This past July, Kate Bolick, the gorgeous journalist you see on the cover of this month’s Atlantic, dined at my home along with five young women I’ve been close to for years. She is 39, and she has never been married. She has written a very interesting article about her experience, and the various factors that have influenced how and when Americans marry (or don’t). Kate has done something we’ll be seeing a lot more of in the coming years – she’s talking about the reality of single life for many women. There’s an element of choice, but also an acknowledgement that men are lagging behind women in education and career advancement. She rightly identifies the Women’s Movement as the prime influence in the deterioration of the SMP. Rather than bitching or blaming men, she’s living her life in a very positive and productive way.First, congratulations to Susan.

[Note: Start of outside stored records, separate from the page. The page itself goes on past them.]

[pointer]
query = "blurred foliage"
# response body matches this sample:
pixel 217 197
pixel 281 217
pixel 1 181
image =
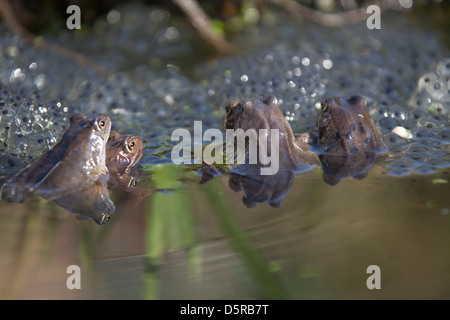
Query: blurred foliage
pixel 227 15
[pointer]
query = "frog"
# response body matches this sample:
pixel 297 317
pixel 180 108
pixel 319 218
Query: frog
pixel 122 153
pixel 264 113
pixel 347 139
pixel 75 162
pixel 262 188
pixel 344 127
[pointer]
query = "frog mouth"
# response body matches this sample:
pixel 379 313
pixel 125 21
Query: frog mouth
pixel 230 118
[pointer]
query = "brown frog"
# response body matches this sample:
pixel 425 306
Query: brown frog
pixel 264 113
pixel 345 127
pixel 69 170
pixel 122 153
pixel 348 139
pixel 92 202
pixel 77 160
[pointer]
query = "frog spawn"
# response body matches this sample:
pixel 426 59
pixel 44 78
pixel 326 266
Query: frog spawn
pixel 28 126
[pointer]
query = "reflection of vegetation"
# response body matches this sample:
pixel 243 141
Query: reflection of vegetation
pixel 258 268
pixel 170 226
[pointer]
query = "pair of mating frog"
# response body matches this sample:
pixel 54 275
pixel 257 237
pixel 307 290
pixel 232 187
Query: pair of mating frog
pixel 76 171
pixel 345 145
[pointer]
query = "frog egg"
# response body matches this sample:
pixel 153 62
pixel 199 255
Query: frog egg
pixel 397 112
pixel 424 170
pixel 444 135
pixel 387 124
pixel 417 114
pixel 393 140
pixel 398 172
pixel 429 123
pixel 418 157
pixel 437 162
pixel 402 164
pixel 443 69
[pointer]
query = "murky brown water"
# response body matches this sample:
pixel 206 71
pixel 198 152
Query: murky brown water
pixel 319 245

It is good to see the Game perspective on the reality of the sexual and marital markets penetrating the media. Second, I thought the story was most interesting for what it didn't say. Despite the reactions of the young women to the writer's single status and everything that Susan was attempting to explain to the writer, the middle-aged cat-lady-in-training simply couldn't fathom that yet another Single Lady story attempting to justify a woman's barren life is the exact opposite of what most young women need to hear. No one believes the Song of the Cat Lady or needs to hear another iteration of it anymore. That the piece in The Atlantic was less celebratory and somewhat more reality-aware than most doesn't change its essence.

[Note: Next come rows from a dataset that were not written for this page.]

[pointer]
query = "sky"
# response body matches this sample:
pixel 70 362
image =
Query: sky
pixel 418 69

The reluctance of women to admit that the choices they have made are responsible for the consequences they have realized is remarkable, although not surprising. But the concept is not that hard to grasp. If a woman is going to spend the 12 Prime Years from 20 to 32 chasing and involving yourself with unsuitable men, she is going to have to either learn to a) adjust her behavior and her sights or b) find herself childless and alone.
Needless to say, there is a reason why most successful societies have historically limited the right of young women to select their own mates: young women tend to make very sub-optimal choices. And that inclination towards poor mate selection is why it is a mathematical certainty that the West will return to that system sooner or later.